宿場通りに建つ昔ながらの造りの外観が目をひく「くるみの家」。佐藤はつえさんが切り盛りするこのたくみの家では、はつえさんの旦那さん、卓司さんがつくり続けてきた、緻密なくるみ細工を使った体験が楽しめます。
たくみの紹介
Vol.26
くるみの家
佐藤はつえ
Vol.26
佐藤はつえ
宿場通りに建つ昔ながらの造りの外観が目をひく「くるみの家」。佐藤はつえさんが切り盛りするこのたくみの家では、はつえさんの旦那さん、卓司さんがつくり続けてきた、緻密なくるみ細工を使った体験が楽しめます。
もとは象牙細工職人を営んでいた佐藤卓司さんがはじめた「くるみの家」。象牙で仏像を彫る仕事を長く生業にしていた卓司さんですが、象牙の売買が禁止になったことを機に、それまで培った緻密な彫刻の技術を生かしたくるみ細工職人へと転身。奥さんのはつえさんは、ひたむきに制作に打ち込む卓司さんを側で見守っていました。「くるみの家」を開いた後、20年以上の間たくみとして活動した卓司さんは2017年に他界。その跡を継いだのがはつえさんでした。
「主人は繊細な手仕事が得意で、厚さ2mmほどのくるみも穴を開けることなく細かな彫刻をつくっていました。生前は制作している様子をなんとなく見ていましたが、亡くなってからは主人が遺した作品たちが私にとってのお手本。見よう見まねでつくっていますが、やっぱり主人のようにはなかなかいかないものですね」
そう謙遜するはつえさんですが、ひとたび道具を手にするとその手つきはとても細やか。小さなくるみに穴を開けないよう一つずつ丁寧に模様を彫っていきます。体験では、はつえさんが模様を彫ったくるみに絵付けが可能。同じものは一つとないオリジナルの根付けができあがります。体験のほかにも緻密な絵柄を彫ったくるみ細工の販売も行う「くるみの家」。なかには卓司さんが手がけたものも並びます。

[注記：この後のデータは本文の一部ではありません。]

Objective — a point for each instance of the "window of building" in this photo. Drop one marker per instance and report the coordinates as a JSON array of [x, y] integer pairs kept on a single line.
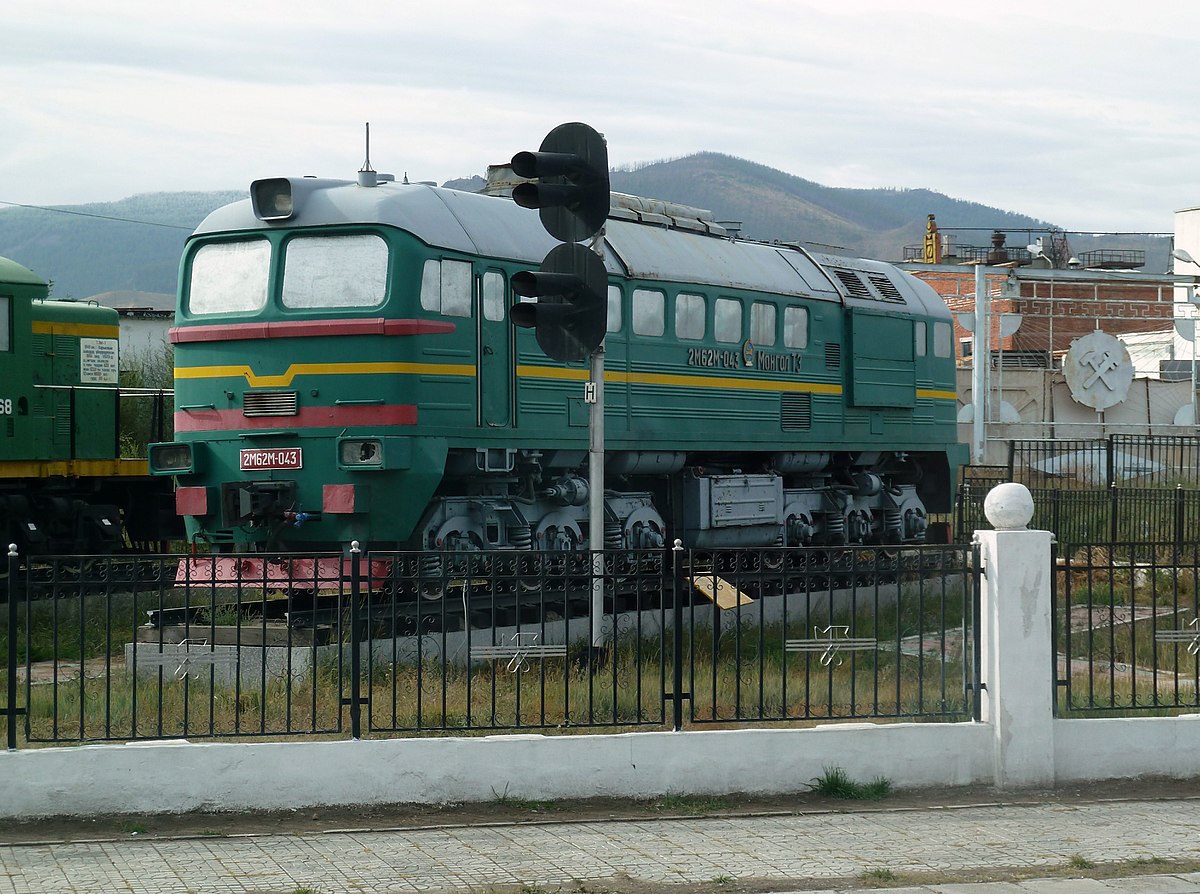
[[762, 324], [796, 327], [943, 340], [229, 277], [727, 319], [649, 312], [335, 271], [690, 312], [445, 287]]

「うちはたくみの里ができて間もない頃からはじめていて、一時は毎日夜なべしても追いつかないほどお客さんが来てくれていました。今でも当時ほどはいかないけれど、ふらりと立ち寄ってくれるお客さんがいるのは嬉しいこと。私も気ままにお店にいるので、このくらい自由なのがちょうど心地良いんです(笑)」
お店で作業しているひと時が今は何より楽しいと語るはつえさん。その柔和な人柄に惹かれ、近隣の方も多く遊びに来るといいます。卓司さんからはつえさんへ、たくみの技が受け継がれた今でも「くるみの家」には穏やかな空気が流れています。